Mais il ne suffit pas de proposer gratuitement des fruits à ses collaborateurs ou de contribuer financièrement à leur abonnement dans un centre de fitness pour pouvoir dire que l’on pratique de la PST. Il s’agit bien plus d’avoir, d’une part, un impact sur le comportement de tous les collaborateurs, à tous les niveaux hiérarchiques, et de créer, d’autre part, des conditions de travail conduisant à un bien-être accru de l’ensemble du personnel, tant sur le plan physique que psychique. 

Le premier pas consiste donc à intégrer durablement la PST à la stratégie de l'entreprise et lors de toutes les décisions stratégiques, de prendre en compte la promotion de la santé au travail comme objectif entrepreneurial spécifique, de valeur égale aux autres. Une fois cette étape franchie, il convient de définir des objectifs concrets au sein de l'entreprise et de prendre les mesures appropriées pour les atteindre. Par ailleurs, chaque entreprise devrait évaluer dans quels domaines il existe pour elle le plus grand potentiel d’amélioration. Cela peut concerner aussi bien la culture de leadership d’une société que l’organisation des divers postes de travail ou les conditions de travail concrètes.

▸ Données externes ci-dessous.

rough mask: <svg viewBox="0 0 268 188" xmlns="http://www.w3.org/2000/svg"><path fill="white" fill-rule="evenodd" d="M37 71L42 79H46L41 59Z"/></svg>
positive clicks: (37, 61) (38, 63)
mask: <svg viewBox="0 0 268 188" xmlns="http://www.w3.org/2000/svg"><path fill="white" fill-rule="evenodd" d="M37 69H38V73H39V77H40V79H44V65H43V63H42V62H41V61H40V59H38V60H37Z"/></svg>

Ici, s’applique le principe selon lequel la culture d’entreprise commence au niveau de la direction: les cadres doivent être disposés à se remettre soi-même en question de manière constructive, aussi bien que leur style de direction, pour se demander si la façon dont ils gèrent leur propre santé peut servir d’exemple, d’une part, et si la manière dont ils traitent leurs collaborateurs favorise leur bien-être physique et psychique, d’autre part – et en cas de conclusions négatives, être prêts à amorcer les modifications nécessaires. 

«Un travail de prévention efficace ne peut pas être
le résultat d’une action unidirectionnelle.»

Dans une troisième étape, il s’agit de mettre en œuvre des mesures concrètes, adaptées aux exigences et aux conditions de travail spécifiques de l'entreprise, dans le sens d’un programme de promotion de la santé au travail. Suivant les secteurs d’activité et les entreprises, une telle démarche peut comprendre par exemple des séances d’entraînement au leadership, des cours de nutrition, des séances de mouvement et de posture, des cours de relaxation, des bilans de santé, des vaccinations ou des programmes spéciaux d’activité sportive. Le but ouvertement déclaré de toutes ces mesures est de sensibiliser les collaborateurs à ces questions et de les amener à s’occuper de leur propre santé afin de prévenir des maladies fréquentes telles que le burnout au travail, les problèmes cardiovasculaires ou les pathologies d’origine vertébrale. Étant donné que ces dernières années, les maladies psychiques ont notamment connu une forte augmentation, il convient, dans le cadre d’un programme de PST, de veiller à assurer une atmosphère de travail ouverte et sociale. 

La dernière étape d’un programme de PST efficace consiste à vérifier régulièrement la réalisation des objectifs fixés et le cas échéant, à effectuer un ajustement ou un élargissement des mesures mises en œuvre jusque-là. Pour ce faire, on peut s’appuyer sur des données concrètes telles que l’évolution chiffrée des arrêts maladie, de même que sur des sondages du personnel, réalisés régulièrement par écrit et de manière anonyme, qui donnent entre autres une bonne idée de la manière dont évolue le niveau de satisfaction relative au lieu de travail. Avec un programme de PST, la direction de l'entreprise peut avoir une influence sur le comportement de ses collaborateurs – néanmoins, un travail de prévention efficace ne peut pas être le résultat d’une action unidirectionnelle. En effet, l'employeur peut certes s’efforcer de promouvoir un mode de vie sain auprès de ses collaborateurs et de les motiver à le mettre en pratique - mais en fin de compte, ce sont les collaborateurs eux-mêmes qui devront agir dans ce sens.